Kurt here. For those of you just tuning in, Cinema de Gym is an experimental series in which I give my two cents on movies that play in an in-house theater at my local gym, where I'm attempting to shed "writer's pounds." Instead of seats, this screening room has treadmills and such, and plays a daily film on a loop. For the first installment, we chatted about Barry Levinson's Bandits. Today, inspired by Nathaniel's "Mutant Week," the subject is Daredevil, the 2003 handicapped-hero flick and the third big comic book movie of the Aughts (following, of course, X-Men and Spider-Man).

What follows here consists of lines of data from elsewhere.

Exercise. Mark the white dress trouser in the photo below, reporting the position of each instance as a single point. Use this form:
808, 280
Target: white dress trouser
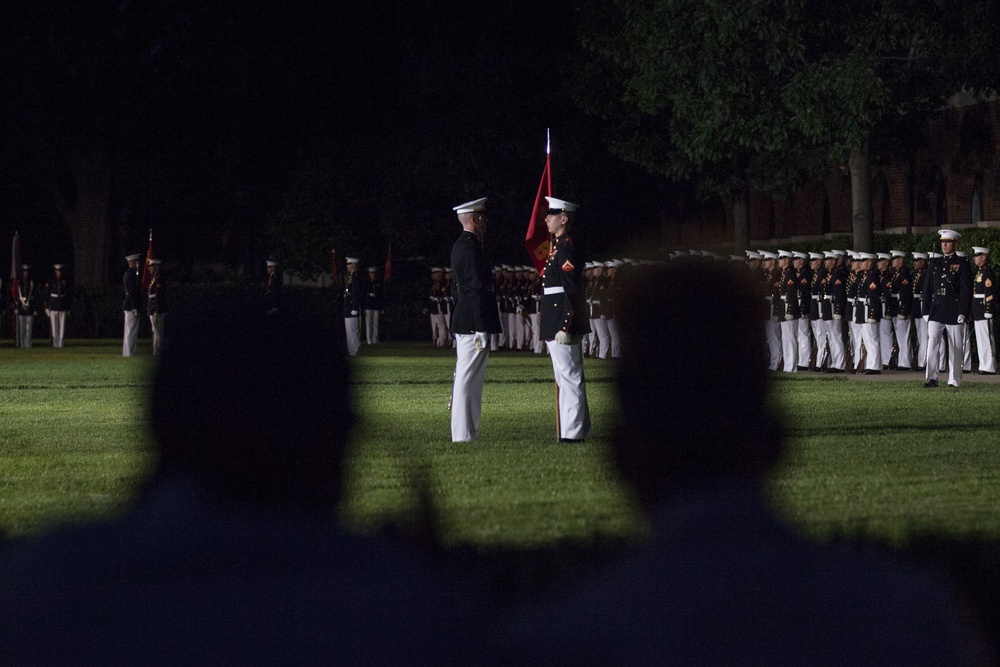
25, 324
984, 343
573, 410
885, 339
790, 345
805, 342
603, 337
131, 333
467, 392
903, 340
871, 337
157, 322
352, 329
936, 331
57, 320
835, 337
921, 325
773, 333
616, 341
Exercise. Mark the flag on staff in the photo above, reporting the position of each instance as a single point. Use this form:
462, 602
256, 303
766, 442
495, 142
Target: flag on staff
537, 240
146, 276
15, 264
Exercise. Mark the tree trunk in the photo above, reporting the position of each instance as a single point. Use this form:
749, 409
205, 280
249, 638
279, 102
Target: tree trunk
741, 221
87, 217
861, 196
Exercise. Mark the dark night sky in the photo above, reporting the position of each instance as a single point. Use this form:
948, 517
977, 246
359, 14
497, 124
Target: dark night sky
211, 105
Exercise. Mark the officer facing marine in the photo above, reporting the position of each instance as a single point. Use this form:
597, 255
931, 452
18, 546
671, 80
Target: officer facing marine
564, 322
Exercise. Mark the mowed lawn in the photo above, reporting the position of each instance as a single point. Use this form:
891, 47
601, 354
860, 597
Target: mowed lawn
883, 459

This is an easy movie to belittle for a whole mess of reasons. Box office clout be damned, Ben Affleck makes for an unwieldy superhero, especially since he was nowhere near his lean Town physique when this film was shot (directing just literally takes it outta ya, I suppose). That he looked a lot older than 30 at the time certainly didn't help matters, and both age and unwieldiness compounded the secondhand discomfort of that red leather suit, which, frankly, wasn't worth the poor cows' hides.
Then there was the silliness of Colin Farrell's Bullseye who, however well cast, would be one of the first of many counterproductively-comical superbaddies, saddled with meta lines like, "I want a bloody costume."

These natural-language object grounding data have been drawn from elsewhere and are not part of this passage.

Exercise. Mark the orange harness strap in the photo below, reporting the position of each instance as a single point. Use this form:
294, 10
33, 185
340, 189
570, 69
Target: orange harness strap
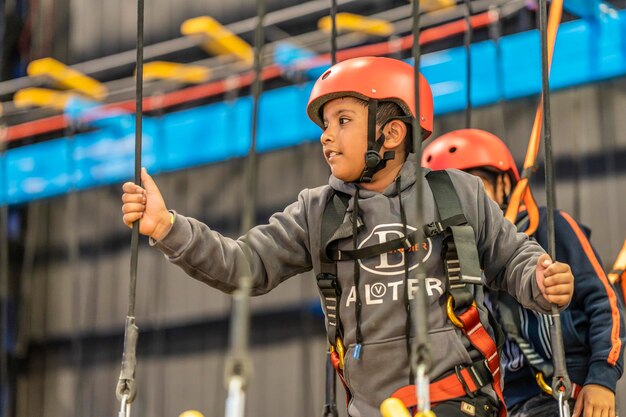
522, 191
618, 272
463, 382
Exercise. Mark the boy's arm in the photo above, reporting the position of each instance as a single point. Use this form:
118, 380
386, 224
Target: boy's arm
275, 251
509, 259
596, 297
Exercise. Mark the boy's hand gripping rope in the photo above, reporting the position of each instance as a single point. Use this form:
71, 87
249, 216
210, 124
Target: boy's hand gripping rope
126, 389
561, 384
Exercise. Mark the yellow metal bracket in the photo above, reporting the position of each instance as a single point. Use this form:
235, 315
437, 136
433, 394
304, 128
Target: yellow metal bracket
41, 97
218, 39
161, 70
67, 77
349, 22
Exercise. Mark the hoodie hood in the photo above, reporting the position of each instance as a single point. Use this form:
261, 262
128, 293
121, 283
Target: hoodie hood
406, 176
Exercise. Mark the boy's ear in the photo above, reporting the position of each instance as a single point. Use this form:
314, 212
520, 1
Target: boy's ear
395, 132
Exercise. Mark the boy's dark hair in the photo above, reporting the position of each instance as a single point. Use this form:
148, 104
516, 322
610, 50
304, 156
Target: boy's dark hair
387, 111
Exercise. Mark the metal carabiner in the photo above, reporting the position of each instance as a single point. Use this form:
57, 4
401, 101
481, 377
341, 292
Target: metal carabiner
124, 407
340, 349
563, 406
543, 384
451, 314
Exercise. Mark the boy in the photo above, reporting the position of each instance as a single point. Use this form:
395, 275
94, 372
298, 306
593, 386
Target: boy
593, 332
363, 106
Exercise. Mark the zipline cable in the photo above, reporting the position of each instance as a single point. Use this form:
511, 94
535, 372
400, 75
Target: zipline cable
330, 402
522, 191
71, 215
333, 32
561, 384
238, 366
126, 389
421, 360
467, 41
6, 388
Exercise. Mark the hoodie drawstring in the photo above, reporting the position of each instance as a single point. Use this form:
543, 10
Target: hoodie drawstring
357, 275
407, 304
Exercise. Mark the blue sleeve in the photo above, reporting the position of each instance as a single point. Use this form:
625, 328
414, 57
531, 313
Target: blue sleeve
594, 295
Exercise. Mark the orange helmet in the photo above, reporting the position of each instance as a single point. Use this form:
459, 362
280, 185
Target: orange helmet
469, 148
373, 78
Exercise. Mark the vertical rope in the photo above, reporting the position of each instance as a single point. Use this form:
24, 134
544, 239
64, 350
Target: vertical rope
238, 366
467, 40
6, 394
134, 245
71, 215
126, 388
333, 32
251, 162
561, 384
420, 361
330, 402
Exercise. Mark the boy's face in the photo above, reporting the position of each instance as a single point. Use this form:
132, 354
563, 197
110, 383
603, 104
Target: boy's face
344, 140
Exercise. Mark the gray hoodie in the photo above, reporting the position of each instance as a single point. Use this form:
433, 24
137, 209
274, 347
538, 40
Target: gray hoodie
290, 244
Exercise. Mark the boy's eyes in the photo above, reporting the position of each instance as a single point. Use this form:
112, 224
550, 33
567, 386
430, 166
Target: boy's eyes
342, 120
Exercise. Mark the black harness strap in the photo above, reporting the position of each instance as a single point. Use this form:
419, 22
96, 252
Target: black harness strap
327, 283
459, 244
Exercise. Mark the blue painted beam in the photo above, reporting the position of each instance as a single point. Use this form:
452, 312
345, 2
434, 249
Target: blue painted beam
586, 51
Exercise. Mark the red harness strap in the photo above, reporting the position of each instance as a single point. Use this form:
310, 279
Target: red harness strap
462, 383
334, 359
442, 390
482, 341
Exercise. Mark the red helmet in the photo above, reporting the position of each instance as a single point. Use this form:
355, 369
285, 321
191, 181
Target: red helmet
469, 148
383, 79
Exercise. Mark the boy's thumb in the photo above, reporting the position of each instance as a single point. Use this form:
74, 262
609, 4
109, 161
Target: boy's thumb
146, 179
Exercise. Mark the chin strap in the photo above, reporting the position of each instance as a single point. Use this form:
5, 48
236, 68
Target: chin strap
374, 162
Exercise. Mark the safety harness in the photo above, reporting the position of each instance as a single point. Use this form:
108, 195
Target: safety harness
510, 321
463, 271
617, 274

But I hardly count this among the worst of our last decade of superhero cinema, as the subsequent years would give us beauts like Jonah Hex, Fantastic Four: Rise of the Silver Surfer and, oh yes, Elektra. Before the spinoff, I thought Jennifer Garner excelled as Daredevil's sai-wielding vigilantess, balancing sex appeal with girl-next-doorness and fitting much more nicely into her S&M gear than future hubby Ben. She certainly has this movie, not Alias, to thank for her big-screen career.
Moving on, I'm with Roger Ebert in regard to the film's visual f/x, which the uncannily prolific critic championed heartily upon the film's release. In a movie of fickle success, writer/director Mark Steven Johnson – whose own professional fickleness we'll get to in a sec – finds some handsome ways to envision the tricky nature of hero Matt Murdock's powers, which are akin to Sonar in that the blind crime fighter can "see" sound vibrations. Specifically, a scene in which Elektra stands in the rain so Matt can see her face via droplet sound waves is quite purdy, if overtly digital.
The thing with Cinema de Gym is, I only see 15- to 30-minute snippets of the film in question (depending on the day's endurance level), so I ought to discuss the segment. What I saw of Daredevil was in fact a lot of down time – the slower bits in which Matt chats with his co-worker and Hollywood-prescribed best bud, played by future Iron Man helmer Jon Favreau. Matt, a lawyer, has a built-in taste for justice, but that's not all that interesting. What I liked were curious details about his handicap, like how he folds bills of different denominations in different ways, so as to feel the correct amount. I remembered that part from first viewing, and saw it again in my gym segment.
About Mark Steven Johnson, the guy's got a really odd filmography, penning a grab bag of screenplays and directing a few of them to all-over-the-map results. In the '90s, he wrote the Grumpy Old Men movies, Simon Birch and Jack Frost (the Michael Keaton weepie, not the straight-to-video slasher), then did Daredevil before writing and directing...Ghost Rider and When In Rome.
At a recent party, someone told me he felt Daredevil was the movie that shaped the superhero film as we now know it. I'm not sure about that, but it certainly seems to have been a tipping point for its director.
1. Ben Affleck is wise to have not returned to comic book cinema (assuming it would have had him back).
2. If nothing else, mediocre superhero movies can lead to loving, lasting Hollywood marriages.
3. Supporting parts in superhero flicks can give actors the comic book director's bug. (Might the long-awaited Wonder Woman be helmed by Thor's Kat Dennings?)
4. I'm suddenly dying to see what Mark Steven Johnson does next, and I imagine he's open to suggestions. The floor is yours, TFE readers.